Spicy Creamy Chili Oil Pasta
Craving a pasta dish that’s both creamy and bursting with flavor? This Spicy Creamy Chili Oil Pasta is your answer. It’s a quick and easy weeknight meal that combines the richness of a creamy sauce with the fiery kick of chili oil. Plus, it’s incredibly versatile and can be customized to your spice preference.
Ingredients:
- Pasta (12-16 oz., any shape)
- Olive oil (1 tbsp)
- Garlic cloves (4-5, minced)
- Chili flakes (1/2 tsp – 1 tsp, depending on spice preference)
- Sundried tomatoes (7-9 pcs, sliced)
- Tomato paste (1/3 cup)
- Salt (to taste)
- Black pepper (to taste)
- Chili oil (2.5-3 tbsp, divided)
- Heavy cream (1/2 cup)
- Parsley (1 tbsp, chopped)
- Parmesan cheese (optional, for garnish)
Cooking Guide:
- Cook your pasta according to package instructions in salted water. Reserve about 1/2 cup of pasta water before draining.
- While the pasta cooks, heat olive oil in a pan over medium heat. Add garlic and chili flakes, and cook for 2-3 minutes until fragrant.
- Add sundried tomatoes and tomato paste to the pan.

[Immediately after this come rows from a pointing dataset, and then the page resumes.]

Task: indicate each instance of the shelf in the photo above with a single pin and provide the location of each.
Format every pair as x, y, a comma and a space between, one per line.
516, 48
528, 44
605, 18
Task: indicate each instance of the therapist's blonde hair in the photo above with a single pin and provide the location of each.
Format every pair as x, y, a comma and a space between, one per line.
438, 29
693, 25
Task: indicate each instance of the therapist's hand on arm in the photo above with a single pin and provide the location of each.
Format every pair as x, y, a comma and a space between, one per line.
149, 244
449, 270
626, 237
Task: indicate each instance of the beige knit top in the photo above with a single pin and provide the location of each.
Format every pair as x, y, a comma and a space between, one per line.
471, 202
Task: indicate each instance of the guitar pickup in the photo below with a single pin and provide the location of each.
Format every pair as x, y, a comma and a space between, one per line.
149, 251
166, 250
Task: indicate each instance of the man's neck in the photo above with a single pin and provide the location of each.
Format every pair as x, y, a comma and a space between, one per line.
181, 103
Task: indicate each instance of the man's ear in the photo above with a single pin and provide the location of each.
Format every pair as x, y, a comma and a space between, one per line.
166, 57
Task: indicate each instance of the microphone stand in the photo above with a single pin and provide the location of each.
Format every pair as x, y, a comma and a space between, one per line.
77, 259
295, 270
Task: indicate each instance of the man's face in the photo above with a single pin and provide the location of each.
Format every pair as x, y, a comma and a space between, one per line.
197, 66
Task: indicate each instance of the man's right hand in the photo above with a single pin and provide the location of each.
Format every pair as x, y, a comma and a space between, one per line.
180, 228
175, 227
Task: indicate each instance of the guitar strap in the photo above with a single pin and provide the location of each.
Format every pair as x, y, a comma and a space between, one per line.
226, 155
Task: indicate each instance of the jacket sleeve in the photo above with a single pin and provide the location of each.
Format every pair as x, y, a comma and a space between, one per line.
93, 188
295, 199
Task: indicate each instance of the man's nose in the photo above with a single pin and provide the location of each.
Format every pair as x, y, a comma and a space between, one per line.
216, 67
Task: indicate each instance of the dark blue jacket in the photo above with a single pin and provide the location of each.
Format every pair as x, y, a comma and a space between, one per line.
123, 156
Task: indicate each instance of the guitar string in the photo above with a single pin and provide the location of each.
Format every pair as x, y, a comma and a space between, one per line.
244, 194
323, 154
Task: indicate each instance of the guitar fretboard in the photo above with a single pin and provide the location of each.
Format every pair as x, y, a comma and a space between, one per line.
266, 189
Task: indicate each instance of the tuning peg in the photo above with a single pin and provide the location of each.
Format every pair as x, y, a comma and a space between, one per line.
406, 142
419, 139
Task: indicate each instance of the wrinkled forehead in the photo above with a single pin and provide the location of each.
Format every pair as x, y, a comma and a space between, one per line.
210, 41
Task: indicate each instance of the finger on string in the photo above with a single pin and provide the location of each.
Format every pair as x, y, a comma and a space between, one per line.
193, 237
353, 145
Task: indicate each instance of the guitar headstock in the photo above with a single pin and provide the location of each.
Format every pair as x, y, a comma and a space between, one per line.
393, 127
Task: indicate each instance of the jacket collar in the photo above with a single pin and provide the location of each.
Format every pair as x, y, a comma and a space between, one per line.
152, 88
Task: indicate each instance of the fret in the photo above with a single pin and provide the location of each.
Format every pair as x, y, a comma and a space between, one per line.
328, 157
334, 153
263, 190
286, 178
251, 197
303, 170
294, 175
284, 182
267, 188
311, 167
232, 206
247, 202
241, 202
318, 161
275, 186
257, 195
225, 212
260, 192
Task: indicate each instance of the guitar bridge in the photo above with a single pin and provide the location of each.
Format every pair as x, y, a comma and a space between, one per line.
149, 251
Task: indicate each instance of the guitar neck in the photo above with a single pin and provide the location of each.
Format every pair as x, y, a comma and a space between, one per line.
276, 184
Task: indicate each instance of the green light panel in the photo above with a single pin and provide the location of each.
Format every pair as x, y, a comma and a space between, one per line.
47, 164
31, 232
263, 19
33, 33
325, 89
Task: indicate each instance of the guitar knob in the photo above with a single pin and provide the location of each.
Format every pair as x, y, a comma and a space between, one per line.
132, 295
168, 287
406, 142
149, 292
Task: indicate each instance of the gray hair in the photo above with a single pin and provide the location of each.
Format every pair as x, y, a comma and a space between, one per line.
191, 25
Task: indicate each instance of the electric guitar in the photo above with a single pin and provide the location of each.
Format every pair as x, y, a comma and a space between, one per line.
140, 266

Sauté for 4-5 minutes, allowing the flavors to meld.
- Season with salt and pepper. Add about 1/2 cup of reserved pasta water and simmer for 2-3 minutes until the sauce becomes smooth.
- Turn down the heat and stir in the cream. Let the sauce simmer gently for a minute or two, until slightly thickened.

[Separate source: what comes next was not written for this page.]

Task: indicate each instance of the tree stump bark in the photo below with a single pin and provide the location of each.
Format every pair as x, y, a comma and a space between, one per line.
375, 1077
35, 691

- Add the cooked pasta and toss with the sauce. If the sauce seems too thick, add a splash more pasta water.
- Remove from heat and stir in half of the chili oil. Taste and adjust seasonings as needed.
- Serve immediately, garnished with the remaining chili oil, chopped parsley, and a sprinkle of Parmesan cheese (optional).
Tips:
- For a richer sauce, you can substitute heavy cream with half-and-half.
- Don’t have sundried tomatoes? You can use chopped fresh tomatoes instead. Just add them a minute or two after the garlic and chili flakes.
- This recipe is easily customizable. Add your favorite vegetables like spinach, mushrooms, or bell peppers.
- Leftovers can be stored in an airtight container in the fridge for up to 2 days. However, the chili oil may separate, so be sure to reheat gently and toss well before serving.